Shen Lian (Chang Chen), a captain, finds himself trapped in a conspiracy by rebels fighting against the palace, and in order to clear his name he must align himself with the elusive—and gorgeous—wanted rebel Bei Zhai (Yang Mi) and her cohorts. Classic elements of the wuxia genre combine with story lines that may seem familiar from films like Crouching Tiger, Hidden Dragon or Hero to ultimately provide a not wholly original yet still compelling film filled with fantastic choreography, splendid wirework, and edge-of-the-seat action sequences. The political machinations tend to slow the film a bit too much, however (we’re not talking Phantom Menace shut-up-and-get-on-with-it levels, but still), and the plot also becomes a little too convoluted, but these nitpicks aren’t enough to make BOB II unsatisfying.

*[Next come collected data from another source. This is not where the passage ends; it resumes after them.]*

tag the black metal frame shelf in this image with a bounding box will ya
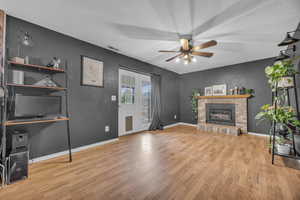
[270,74,300,164]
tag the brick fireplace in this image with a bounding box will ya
[197,95,250,136]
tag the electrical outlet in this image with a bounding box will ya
[174,115,177,119]
[105,125,110,133]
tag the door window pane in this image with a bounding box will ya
[121,75,135,104]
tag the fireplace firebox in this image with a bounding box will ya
[206,103,235,126]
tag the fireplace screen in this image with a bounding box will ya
[206,103,236,126]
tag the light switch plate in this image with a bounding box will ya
[111,95,117,101]
[105,125,110,132]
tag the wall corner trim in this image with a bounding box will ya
[29,138,119,164]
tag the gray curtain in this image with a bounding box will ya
[149,74,162,130]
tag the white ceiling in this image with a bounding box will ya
[1,0,300,74]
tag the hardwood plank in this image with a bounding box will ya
[0,125,300,200]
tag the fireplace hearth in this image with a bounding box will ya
[206,103,235,126]
[197,95,249,135]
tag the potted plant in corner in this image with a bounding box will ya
[275,136,291,155]
[255,104,300,155]
[265,60,297,89]
[190,89,201,121]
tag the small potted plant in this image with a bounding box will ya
[190,89,201,121]
[265,60,297,89]
[275,136,291,155]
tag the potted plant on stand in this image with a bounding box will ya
[265,60,297,89]
[256,104,300,155]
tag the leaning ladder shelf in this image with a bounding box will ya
[1,60,73,185]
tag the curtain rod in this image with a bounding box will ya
[119,65,161,77]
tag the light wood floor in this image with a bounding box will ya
[1,125,300,200]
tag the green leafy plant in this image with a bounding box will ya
[191,89,201,120]
[255,104,300,133]
[265,60,297,89]
[245,88,255,95]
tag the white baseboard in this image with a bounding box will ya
[164,122,197,129]
[29,138,119,164]
[164,122,181,129]
[247,132,268,137]
[178,122,198,127]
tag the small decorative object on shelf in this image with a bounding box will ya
[24,56,29,64]
[11,57,24,64]
[33,76,58,87]
[212,84,226,96]
[47,57,61,69]
[204,86,213,96]
[12,70,24,85]
[233,86,239,95]
[245,88,255,95]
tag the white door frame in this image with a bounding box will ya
[118,68,151,136]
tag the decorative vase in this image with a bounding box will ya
[278,76,294,88]
[276,144,290,155]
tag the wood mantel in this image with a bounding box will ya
[197,94,251,99]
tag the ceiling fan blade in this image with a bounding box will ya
[192,40,217,51]
[158,50,179,53]
[180,38,190,50]
[111,23,179,41]
[192,0,271,37]
[166,53,183,62]
[192,51,214,57]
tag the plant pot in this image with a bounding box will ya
[294,134,300,156]
[278,76,294,88]
[276,144,290,155]
[276,123,289,137]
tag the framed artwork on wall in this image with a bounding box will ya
[213,84,227,96]
[81,56,104,87]
[204,87,213,96]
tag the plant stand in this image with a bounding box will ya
[271,74,300,164]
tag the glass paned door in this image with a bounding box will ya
[118,69,151,136]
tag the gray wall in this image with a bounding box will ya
[5,16,180,159]
[179,58,275,134]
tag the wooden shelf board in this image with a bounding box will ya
[5,117,70,126]
[8,61,65,73]
[197,94,251,99]
[7,83,66,90]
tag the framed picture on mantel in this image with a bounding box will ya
[81,56,104,87]
[205,87,213,96]
[213,84,227,96]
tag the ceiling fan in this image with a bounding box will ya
[158,36,217,64]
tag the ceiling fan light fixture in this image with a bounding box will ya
[278,32,299,46]
[184,60,189,65]
[175,57,180,63]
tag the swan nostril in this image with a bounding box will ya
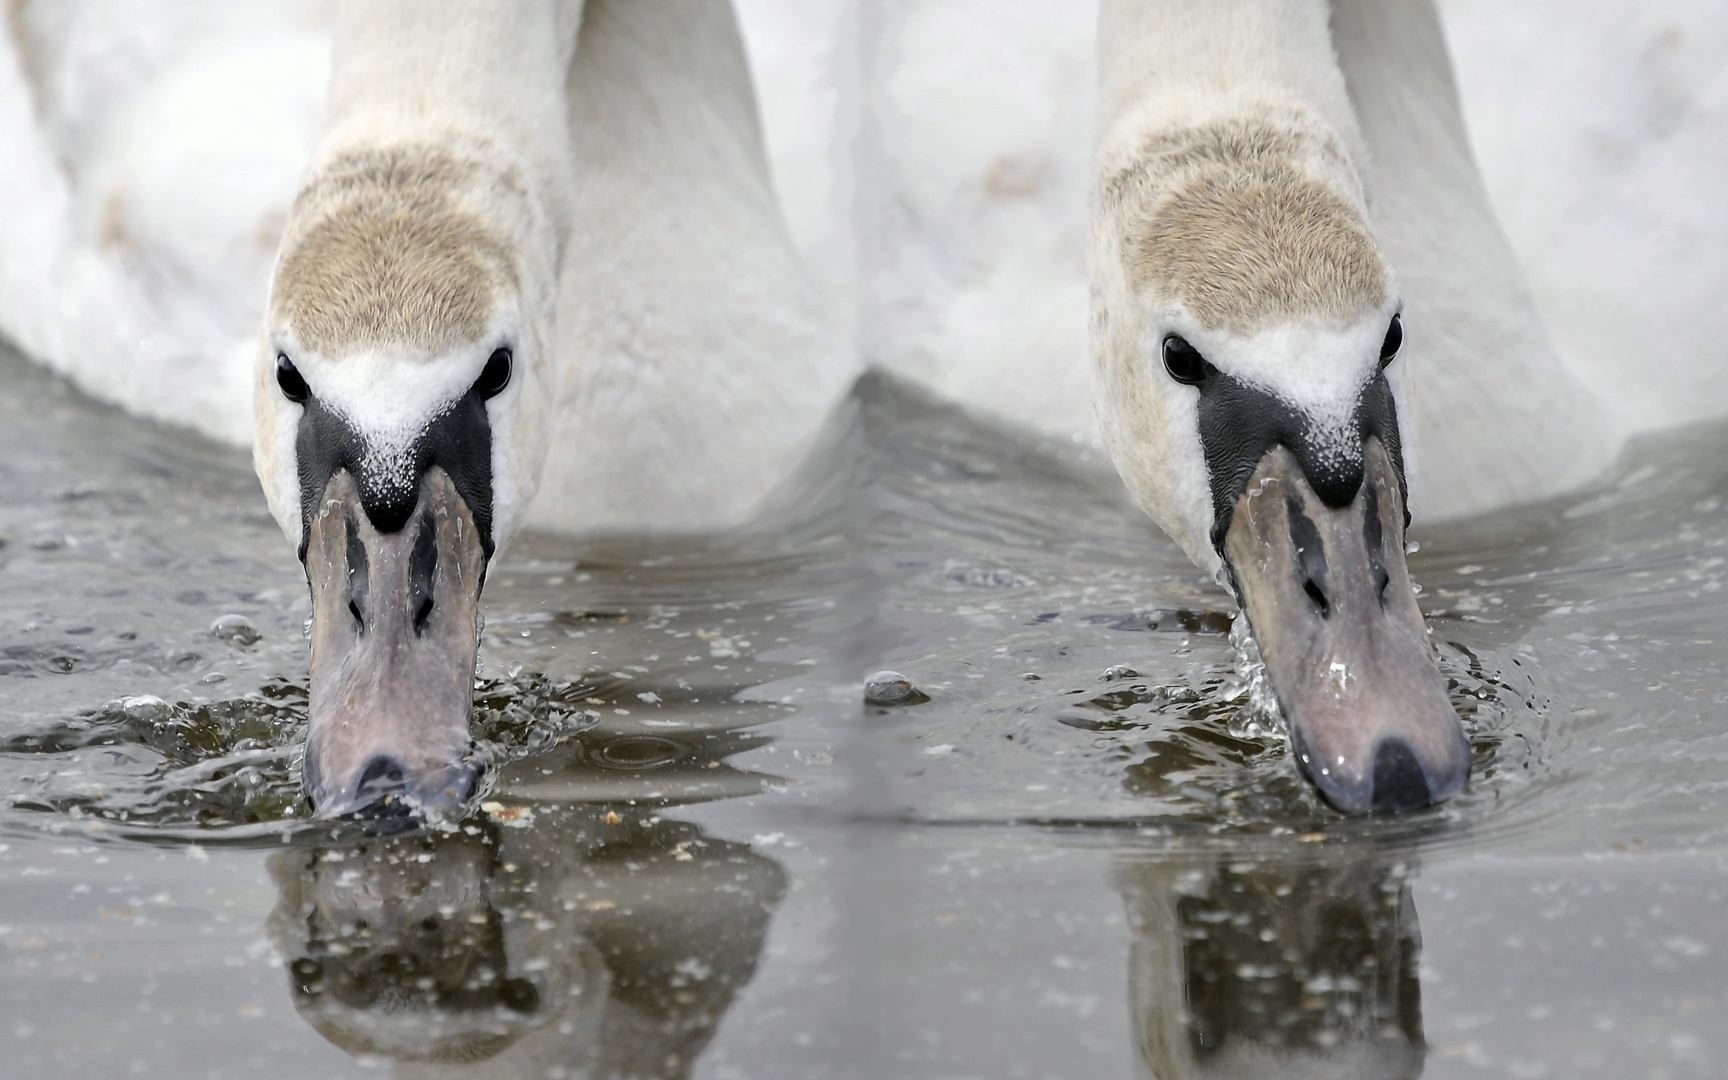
[408,508,438,638]
[1288,496,1331,618]
[1303,577,1330,615]
[1362,483,1392,607]
[345,514,368,630]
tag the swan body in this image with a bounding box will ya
[0,1,329,445]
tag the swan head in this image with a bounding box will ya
[254,144,559,823]
[1094,120,1469,815]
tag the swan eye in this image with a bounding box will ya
[1162,334,1209,385]
[1380,315,1403,367]
[476,347,512,398]
[276,354,310,403]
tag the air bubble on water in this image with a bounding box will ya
[210,614,261,647]
[1405,541,1420,555]
[302,618,313,641]
[116,695,169,721]
[864,670,930,707]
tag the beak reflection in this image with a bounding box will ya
[302,466,487,822]
[1223,437,1470,814]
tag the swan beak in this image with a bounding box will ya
[1222,437,1469,814]
[300,467,487,824]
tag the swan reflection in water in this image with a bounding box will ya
[1119,854,1425,1080]
[266,731,786,1079]
[266,724,1426,1079]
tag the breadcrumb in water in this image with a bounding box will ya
[481,801,534,827]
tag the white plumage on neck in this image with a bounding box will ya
[1097,0,1361,163]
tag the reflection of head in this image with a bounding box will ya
[1120,857,1424,1080]
[267,811,786,1078]
[268,832,589,1065]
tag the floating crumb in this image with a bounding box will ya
[481,801,534,827]
[604,810,622,826]
[1296,832,1326,843]
[585,899,615,911]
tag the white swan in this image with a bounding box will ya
[840,0,1727,813]
[0,0,851,817]
[1084,0,1626,812]
[255,0,851,817]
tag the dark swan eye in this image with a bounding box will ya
[1380,314,1403,367]
[276,354,309,403]
[476,347,512,398]
[1162,334,1210,385]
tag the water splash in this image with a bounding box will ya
[1220,613,1282,741]
[0,674,611,840]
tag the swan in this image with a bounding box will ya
[253,0,851,818]
[0,0,850,819]
[1084,0,1620,813]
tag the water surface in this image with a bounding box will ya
[1,344,1725,1078]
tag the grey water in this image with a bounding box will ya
[1,337,1726,1079]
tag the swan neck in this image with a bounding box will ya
[1096,0,1366,165]
[320,0,582,243]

Brotherhood of Blades II was shot in the anamorphic format on Arri XT and Arri XT Plus cameras at 2.6K resolution, and a 2K DI was used in post-processing. The Blu-ray arrives with a beautiful 2.66:1 AVC 1080p encodement that's clean and free from banding and noise while maintaining a filmic appearance. It has wonderfully nuanced shadows free from crush, which is welcome for a film that spends much of its time in darkened streets and forests at night.
Brotherhood of Blades II gets a competent Mandarin DTS:X mix (compatible with DTS-HD Master Audio
7.1). An English dub in DTS-HD Master
Audio 5.1 is also included. While the dynamic range for the DTS:X mix sounds a bit narrow even as the low end is oddly overblown, the overheads are put to good use with frequent rainstorms—apparently, weather during the Ming Dynasty was prone to downpours—and lots of atmosphere for the score. Foley effects are well placed throughout the soundfield as well.
This is a typically bare-bones release from Well Go USA that comes to Blu-ray with only a nigh-five-minute behind-thescenes featurette composed of interviews, some B-footage, and the original theatrical trailer. A standard-definition DVD is also included.